You helped me a lot. Thank you for all of that!
Just so you may be interested I tried both methods yours and mine (static alloc of some maps and strings) - you can look it up on my fork in static-old.
All values are microseconds (unless otherwise stated) there are two expressions on canbus. From process task we only care about heap usage and Time process expr
.
Here is your approach:
receiveCAN(): Can id 0x329 | Len 8 | Hz 201.13 | Took (us): 165 | Waiting (ms): 2037 | Queue 0.00000
|----processTask-----:------------|
| Time accel + analog: 1216 |
| Time GPS : 387 |
| Time SD Logging : 42 |
| Time add new data : 55 |
| Time process expr : 346 |
| Time task delayed : 7924 |
| Time task took time: 2049 |
| Time free heap (KB): 65.27 |
|--------------------:------------|
Here is static alloc:
receiveCAN(): Can id 0x329 | Len 8 | Hz 200.54 | Took (us): 35 | Waiting (ms): 2357 | Queue 0.00000
|----processTask-----:------------|
| Time accel + analog: 1039 |
| Time GPS : 521 |
| Time SD Logging : 38 |
| Time add new data : 43 |
| Time process expr : 136 |
| Time task delayed : 8196 |
| Time task took time: 1780 |
| Time free heap (KB): 57.00 |
|--------------------:------------|
Note that for single parser we need to use mutexes to protect data which I think isn't ideal either. For systems with more memory calling more parsers is easy - but I still think "single init" of functions and then defining vars looks better? But even so static muparser only takes 108 bytes per instance now (as opposed to 360 bytes) while after change ParserByteCode increased from 24 to 60 which.. basically makes no sense to use it now. I believe constant re-initing and heap allocations on swaps are making it much slower.

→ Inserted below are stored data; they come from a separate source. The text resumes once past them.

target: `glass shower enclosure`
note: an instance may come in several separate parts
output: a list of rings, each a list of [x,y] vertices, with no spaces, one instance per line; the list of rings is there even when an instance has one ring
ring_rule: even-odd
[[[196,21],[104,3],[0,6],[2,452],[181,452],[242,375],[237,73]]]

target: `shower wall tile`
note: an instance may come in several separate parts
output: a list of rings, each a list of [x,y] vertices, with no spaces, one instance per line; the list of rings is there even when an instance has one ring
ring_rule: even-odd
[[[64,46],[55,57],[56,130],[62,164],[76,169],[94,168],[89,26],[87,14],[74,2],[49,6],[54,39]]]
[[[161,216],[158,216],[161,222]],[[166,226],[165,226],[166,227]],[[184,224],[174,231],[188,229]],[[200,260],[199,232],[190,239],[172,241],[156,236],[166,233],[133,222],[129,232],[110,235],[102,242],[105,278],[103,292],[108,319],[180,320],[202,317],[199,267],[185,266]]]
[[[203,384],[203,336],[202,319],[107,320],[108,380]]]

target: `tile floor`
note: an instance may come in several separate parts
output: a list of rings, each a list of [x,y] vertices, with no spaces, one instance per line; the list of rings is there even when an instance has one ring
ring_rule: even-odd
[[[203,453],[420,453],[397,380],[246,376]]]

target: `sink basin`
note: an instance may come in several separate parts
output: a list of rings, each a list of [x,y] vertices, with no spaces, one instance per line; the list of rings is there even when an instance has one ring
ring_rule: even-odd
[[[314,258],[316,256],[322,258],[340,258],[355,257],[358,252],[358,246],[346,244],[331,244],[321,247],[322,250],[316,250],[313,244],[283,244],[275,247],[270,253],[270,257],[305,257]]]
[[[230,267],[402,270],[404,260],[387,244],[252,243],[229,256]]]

I would consider doing something like I did so #define that you can set static allocation of those common parsers but that's totally up to you - I can keep it in my fork like that and you don't have to worry really. I will work on future optimisations of this.
Thank you for your work and help. Your code it's really inspiring for me! I learned a lot.